Kalkınma Bakanlığı ile Dünya Bankası'nın ortak çalışmalarıyla hazırlanan "Türkiye'de İyi İşler" raporu kamuoyu ile paylaşıldı. Türkiye'nin mevcut ekonomisinde iyi işlerin durumu ve etkilerinin araştırıldığı rapora göre, bu durumun iş sahipleri için gelir ve geçim kaynağı gibi doğrudan faydaya sahip olurken, topluma ve sosyal ağlara daha fazla katılım ya da hane halkının tamamı için de daha iyi hayat standardı gibi dolaylı faydalar sağlıyor.

Raporda, Türkiye'nin krizden güçlü bir şekilde toparlandığı belirtilerek, konjonktürel gelişmelerin cari açığın artmasına sebep olduğunu kaydedildi.

Kriz sonrası dönemde hızlı GSYİH ve istihdam artışıyla birlikte işgücü piyasasında gerçekleştirilen beceri kazandırma ve kayıt altına alma çalışmaları ve yanı sıra büyümede artan istihdam esnekliğinin Türkiye'de istihdamın durumu açısından oldukça olumlu bir tablo arz ettiğine dikkat çekildi.

Raporda, kriz sonrası dönemde işgücü katılım ve istihdam oranlarının özellikle kadınlar arasında artış gösterdiğinin altı çizilirken, raporda şu ifadelere yer verildi:

"İş oluşturmada yaşanan büyümenin büyük bir kısmını iyi nitelikteki işler oluşturdu. En fazla istihdam artışı hizmet ve kayıtlı sektörlerde gerçekleşirken, net istihdam artışının çoğunluğu hem erkekleri hem de kadınları etkiledi. Esas itibariyle bu gruptaki çalışanlar ayrıca üniversite mezunu.

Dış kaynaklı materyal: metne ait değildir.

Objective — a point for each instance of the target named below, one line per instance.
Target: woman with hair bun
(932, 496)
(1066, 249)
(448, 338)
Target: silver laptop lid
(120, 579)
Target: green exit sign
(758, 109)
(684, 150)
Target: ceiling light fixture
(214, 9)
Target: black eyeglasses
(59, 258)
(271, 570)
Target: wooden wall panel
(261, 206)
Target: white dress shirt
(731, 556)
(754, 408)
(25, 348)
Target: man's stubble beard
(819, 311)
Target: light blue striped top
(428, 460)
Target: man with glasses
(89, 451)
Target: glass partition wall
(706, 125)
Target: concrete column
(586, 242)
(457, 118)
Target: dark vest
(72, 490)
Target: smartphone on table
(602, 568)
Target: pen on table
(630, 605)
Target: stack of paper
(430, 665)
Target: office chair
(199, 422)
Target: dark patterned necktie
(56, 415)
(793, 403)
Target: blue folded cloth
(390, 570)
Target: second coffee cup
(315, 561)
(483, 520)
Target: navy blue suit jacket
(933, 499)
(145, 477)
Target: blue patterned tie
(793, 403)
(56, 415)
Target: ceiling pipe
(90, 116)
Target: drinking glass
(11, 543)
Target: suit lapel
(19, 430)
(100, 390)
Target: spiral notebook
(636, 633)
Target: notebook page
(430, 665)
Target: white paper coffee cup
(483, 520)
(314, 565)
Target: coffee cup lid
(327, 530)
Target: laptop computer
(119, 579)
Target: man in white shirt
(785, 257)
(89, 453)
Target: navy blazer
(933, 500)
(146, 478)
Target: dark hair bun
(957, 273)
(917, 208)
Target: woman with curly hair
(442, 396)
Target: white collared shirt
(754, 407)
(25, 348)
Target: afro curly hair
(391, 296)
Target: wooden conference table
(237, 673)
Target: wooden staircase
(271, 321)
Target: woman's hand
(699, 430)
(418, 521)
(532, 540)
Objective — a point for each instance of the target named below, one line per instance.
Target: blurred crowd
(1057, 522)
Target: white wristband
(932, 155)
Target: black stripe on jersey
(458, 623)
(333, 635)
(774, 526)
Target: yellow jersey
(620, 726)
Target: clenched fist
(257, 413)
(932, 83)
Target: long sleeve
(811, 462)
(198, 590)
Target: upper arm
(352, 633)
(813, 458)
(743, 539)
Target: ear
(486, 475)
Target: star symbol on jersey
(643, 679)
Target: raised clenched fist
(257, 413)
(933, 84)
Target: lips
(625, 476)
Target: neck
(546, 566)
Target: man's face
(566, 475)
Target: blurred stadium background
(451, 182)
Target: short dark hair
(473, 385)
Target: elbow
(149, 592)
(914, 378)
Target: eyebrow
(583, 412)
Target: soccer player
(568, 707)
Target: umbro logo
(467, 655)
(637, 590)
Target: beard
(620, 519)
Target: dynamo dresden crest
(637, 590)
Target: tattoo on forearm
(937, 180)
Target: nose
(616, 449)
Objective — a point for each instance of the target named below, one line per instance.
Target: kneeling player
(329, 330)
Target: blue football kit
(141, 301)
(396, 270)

İşgücü anketlerinin daha detaylı analizi, genel istihdamdaki değişikliğin yanı sıra kadın istihdamındaki değişimlerin ve kayıt dışı istihdamdaki azalma, kalifiye olmayan kadın işgücünün önemli bir bölümünün tarım sektöründe çalışmaya başlayarak yeniden kayıt dışı istihdama dahil edilmeleri, emek yoğun konut inşaat sektöründeki geçici büyüme ve daha yaşlı kişilerin kayıtlı işgücü piyasasında uzun sürelerle kalması ile bağlantılı olabilir. Halihazırda, özellikle tarım sektörüne geri dönüşler göz ardı edildiğinde, kadınların işgücüne katılımındaki artış kriz öncesi eğilimin henüz çok da üzerinde değildir."